From the point of view of grammar, using who there seems wrong.

"It is something/somebody that/which/who ..." is an emphasis sentence form in which the red part should corresponds to the blue part.

Do you think so?

Osee
KhoffYou're right, Clive, I was so busy thinking about "stood me in good stead" I didn't even notice the who/which problem. The sentence coud be either

It was the example of my mother, a Puerto Rican immigrant working diligently to provide for her family, which instilled a work ethic into me that has stood me in good stead. Here, 'which' refers to 'example'.

or

It was my mother, a Puerto Rican immigrant working diligently to provide for her family, who instilled a work ethic into me that has stood me in good stead. Here, 'who' refers to 'my mother'.
Hi, Osee -- Clive was right, in the original sentence which begins "It was the example of my mother, . . ." you need "which." In this sentence it is the example ...which instilled...

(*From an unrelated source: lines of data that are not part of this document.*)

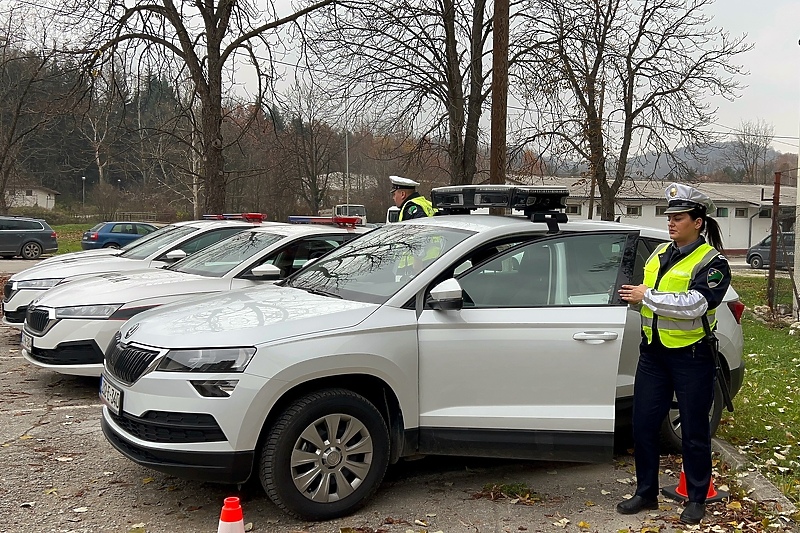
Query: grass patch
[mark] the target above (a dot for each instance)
(69, 237)
(766, 421)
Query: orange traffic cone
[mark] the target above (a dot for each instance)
(678, 492)
(231, 519)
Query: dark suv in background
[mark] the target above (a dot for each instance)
(25, 237)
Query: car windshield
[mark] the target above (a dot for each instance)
(154, 243)
(220, 258)
(373, 267)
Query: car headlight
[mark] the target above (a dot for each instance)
(36, 283)
(207, 360)
(98, 312)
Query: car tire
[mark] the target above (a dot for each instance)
(326, 480)
(31, 250)
(671, 427)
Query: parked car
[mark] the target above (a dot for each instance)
(758, 254)
(472, 335)
(168, 247)
(28, 238)
(69, 326)
(114, 234)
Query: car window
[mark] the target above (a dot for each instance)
(151, 246)
(198, 243)
(374, 266)
(219, 258)
(562, 271)
(293, 256)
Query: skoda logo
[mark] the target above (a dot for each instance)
(130, 331)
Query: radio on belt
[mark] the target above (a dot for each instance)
(539, 203)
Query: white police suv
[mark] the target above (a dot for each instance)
(68, 328)
(462, 334)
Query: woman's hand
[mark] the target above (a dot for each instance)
(633, 294)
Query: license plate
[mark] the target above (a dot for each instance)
(110, 395)
(27, 342)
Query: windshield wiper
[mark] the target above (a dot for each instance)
(319, 292)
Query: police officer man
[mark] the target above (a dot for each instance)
(684, 282)
(411, 203)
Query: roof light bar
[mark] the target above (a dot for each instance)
(539, 202)
(336, 220)
(249, 217)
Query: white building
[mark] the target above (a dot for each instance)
(31, 196)
(744, 212)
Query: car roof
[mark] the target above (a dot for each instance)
(521, 224)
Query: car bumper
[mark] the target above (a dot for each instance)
(217, 467)
(74, 347)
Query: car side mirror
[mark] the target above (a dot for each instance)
(266, 272)
(175, 255)
(446, 296)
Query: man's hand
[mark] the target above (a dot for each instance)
(633, 294)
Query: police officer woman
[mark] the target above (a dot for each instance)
(684, 281)
(411, 203)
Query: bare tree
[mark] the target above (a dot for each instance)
(749, 147)
(418, 65)
(210, 41)
(608, 78)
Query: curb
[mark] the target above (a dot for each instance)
(757, 486)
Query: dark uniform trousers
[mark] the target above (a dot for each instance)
(690, 372)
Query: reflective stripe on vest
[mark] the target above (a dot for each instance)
(422, 202)
(676, 332)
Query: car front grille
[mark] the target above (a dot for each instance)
(168, 427)
(128, 363)
(38, 320)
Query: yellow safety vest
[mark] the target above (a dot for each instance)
(422, 202)
(676, 332)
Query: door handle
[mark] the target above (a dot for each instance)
(595, 336)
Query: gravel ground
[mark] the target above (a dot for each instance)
(60, 475)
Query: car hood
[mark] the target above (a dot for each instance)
(125, 287)
(79, 256)
(244, 317)
(88, 265)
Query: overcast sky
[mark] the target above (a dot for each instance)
(773, 86)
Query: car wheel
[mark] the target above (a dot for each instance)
(31, 250)
(671, 427)
(325, 455)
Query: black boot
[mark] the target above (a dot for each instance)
(636, 504)
(693, 513)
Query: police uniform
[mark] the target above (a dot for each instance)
(684, 283)
(416, 205)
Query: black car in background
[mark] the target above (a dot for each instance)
(26, 237)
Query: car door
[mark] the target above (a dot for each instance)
(528, 367)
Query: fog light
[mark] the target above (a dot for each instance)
(215, 388)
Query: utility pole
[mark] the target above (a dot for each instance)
(498, 150)
(773, 245)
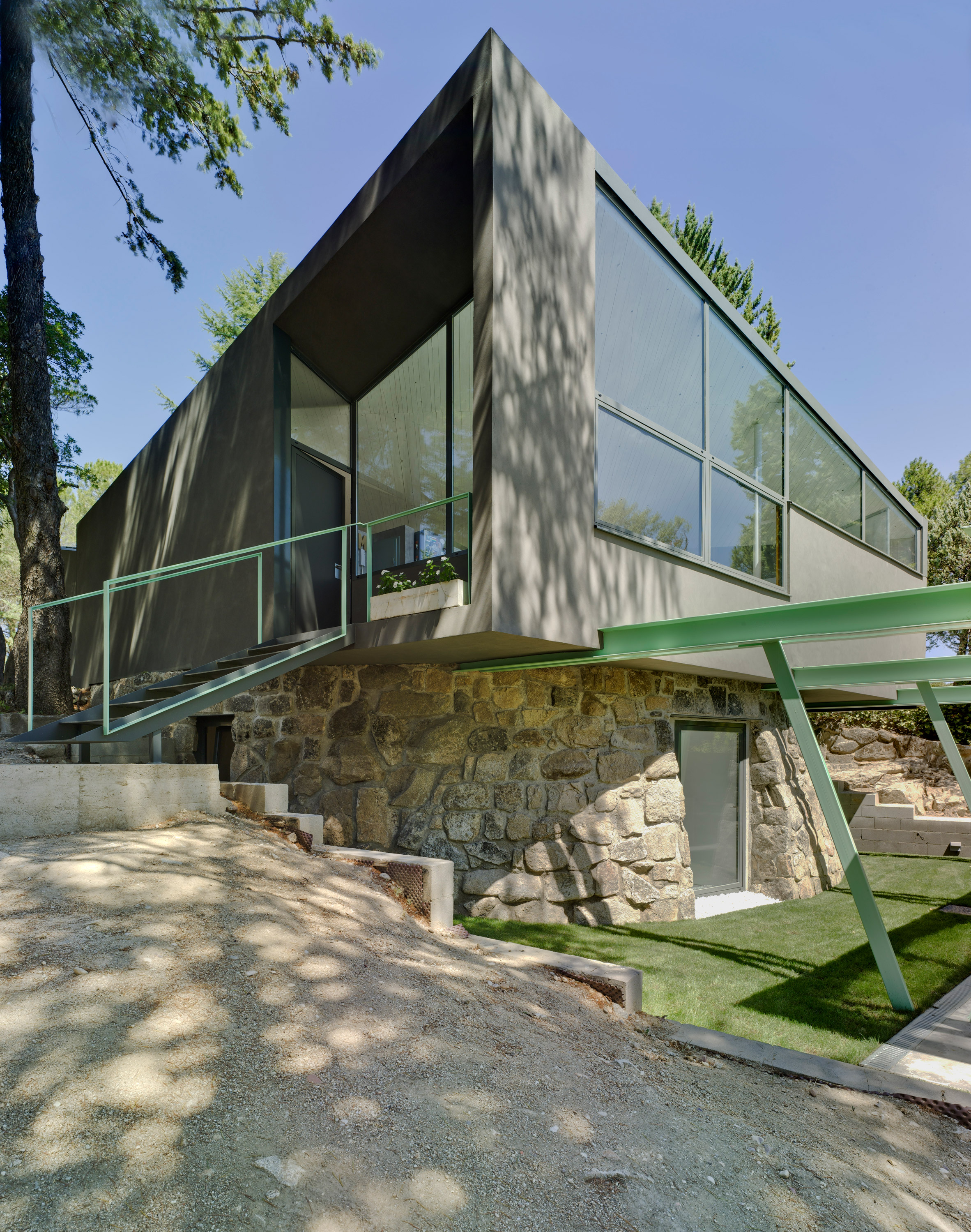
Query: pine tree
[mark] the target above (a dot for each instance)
(151, 66)
(713, 259)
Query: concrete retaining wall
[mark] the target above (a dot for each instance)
(897, 828)
(64, 799)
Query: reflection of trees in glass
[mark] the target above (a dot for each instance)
(770, 533)
(743, 555)
(757, 433)
(628, 517)
(822, 478)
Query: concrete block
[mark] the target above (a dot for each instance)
(259, 798)
(437, 878)
(64, 799)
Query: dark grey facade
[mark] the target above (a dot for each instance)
(491, 198)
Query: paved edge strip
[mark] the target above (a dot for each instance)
(805, 1065)
(909, 1039)
(628, 980)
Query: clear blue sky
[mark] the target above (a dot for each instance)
(831, 141)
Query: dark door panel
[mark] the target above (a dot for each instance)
(318, 503)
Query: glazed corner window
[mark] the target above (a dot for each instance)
(746, 414)
(647, 487)
(886, 528)
(746, 530)
(649, 329)
(402, 444)
(320, 418)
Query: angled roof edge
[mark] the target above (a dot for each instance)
(465, 83)
(687, 267)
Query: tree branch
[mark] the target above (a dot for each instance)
(137, 235)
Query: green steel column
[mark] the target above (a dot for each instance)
(846, 848)
(944, 735)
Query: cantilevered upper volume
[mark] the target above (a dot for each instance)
(494, 313)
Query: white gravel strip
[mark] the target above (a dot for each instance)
(720, 905)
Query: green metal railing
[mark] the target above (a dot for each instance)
(421, 509)
(163, 573)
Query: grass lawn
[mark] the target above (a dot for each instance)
(799, 975)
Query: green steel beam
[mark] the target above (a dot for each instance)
(948, 742)
(948, 695)
(897, 611)
(846, 848)
(949, 667)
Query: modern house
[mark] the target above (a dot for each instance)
(497, 313)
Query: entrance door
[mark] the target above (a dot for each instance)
(711, 757)
(318, 503)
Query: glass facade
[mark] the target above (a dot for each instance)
(886, 528)
(685, 401)
(746, 413)
(462, 422)
(649, 328)
(402, 444)
(415, 446)
(822, 477)
(320, 418)
(746, 530)
(648, 487)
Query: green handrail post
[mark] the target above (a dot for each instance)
(367, 570)
(344, 581)
(106, 636)
(30, 669)
(259, 598)
(947, 740)
(469, 551)
(846, 848)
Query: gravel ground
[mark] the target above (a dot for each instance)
(202, 1028)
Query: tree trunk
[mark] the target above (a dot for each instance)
(35, 459)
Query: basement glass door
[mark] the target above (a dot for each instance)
(318, 503)
(711, 761)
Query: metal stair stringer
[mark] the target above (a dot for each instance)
(170, 710)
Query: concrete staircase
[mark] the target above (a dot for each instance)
(897, 828)
(147, 711)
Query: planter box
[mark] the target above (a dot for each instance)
(419, 599)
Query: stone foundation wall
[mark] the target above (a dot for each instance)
(792, 853)
(554, 791)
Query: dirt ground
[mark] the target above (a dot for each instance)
(203, 1028)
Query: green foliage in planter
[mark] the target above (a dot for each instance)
(436, 571)
(389, 583)
(433, 572)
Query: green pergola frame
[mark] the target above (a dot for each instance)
(899, 611)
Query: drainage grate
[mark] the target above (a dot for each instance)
(409, 877)
(960, 1114)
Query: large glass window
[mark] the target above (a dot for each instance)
(647, 487)
(886, 526)
(402, 446)
(649, 328)
(667, 359)
(746, 530)
(746, 407)
(822, 477)
(462, 420)
(320, 418)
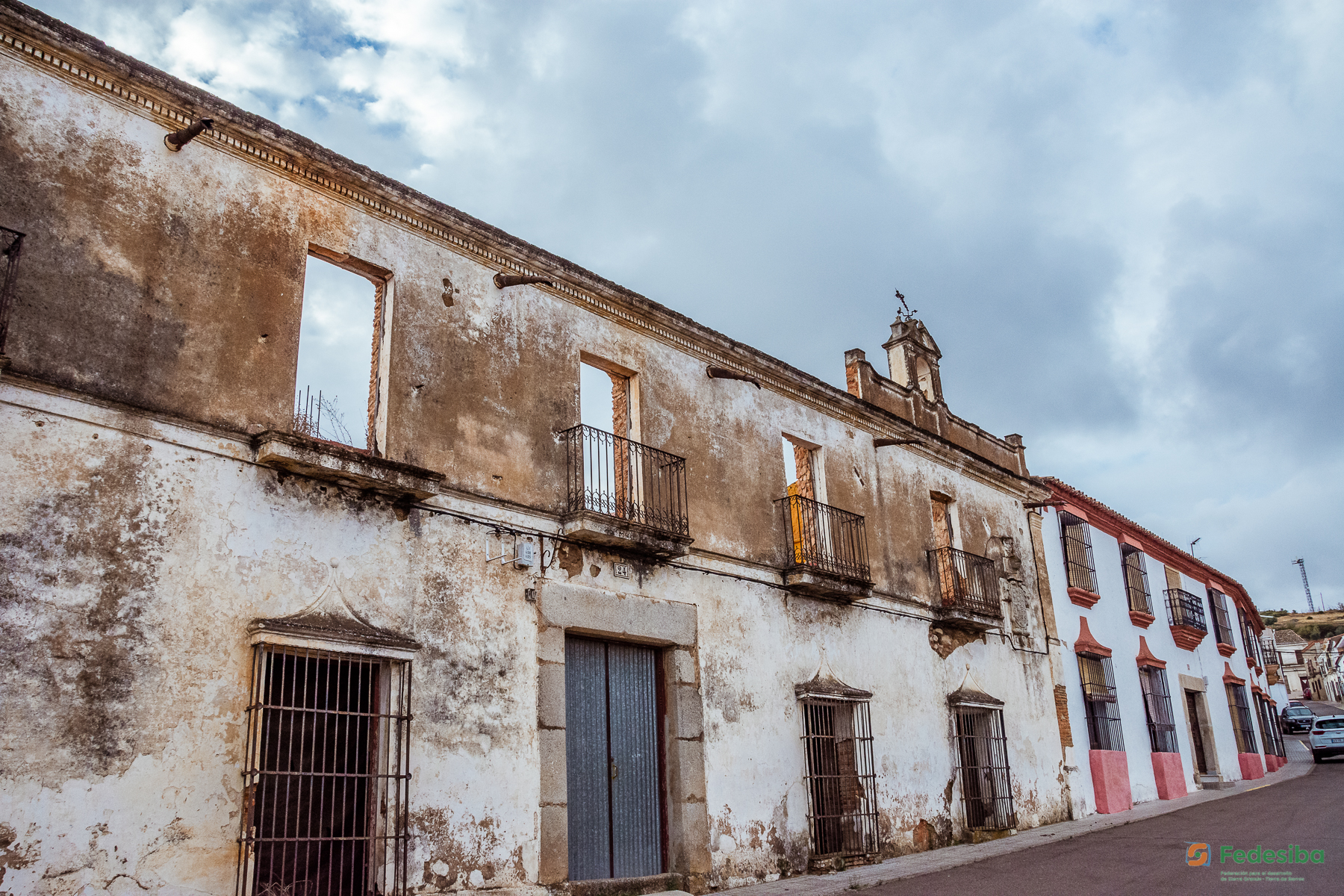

I was just pointing out that in a slightly different sentence, without the words "the example of," you could use "who." You could have a sentence that said "It was my mother....who instilled..." In this case, "who" would be appropriate because it refers to "mother," rather than to "the example of my mother."
Yes, you are right. I was careless reading your previous input. Sorry about that.
KhoffHi, Osee -- Clive was right, in the original sentence which begins "It was the example of my mother, . . ." you need "which." In this sentence it is the example ...which instilled...

I was just pointing out that in a slightly different sentence, without the words "the example of," you could use "who." You could have a sentence that said "It was my mother....who instilled..." In this case, "who" would be appropriate because it refers to "mother," rather than to "the example of my mother."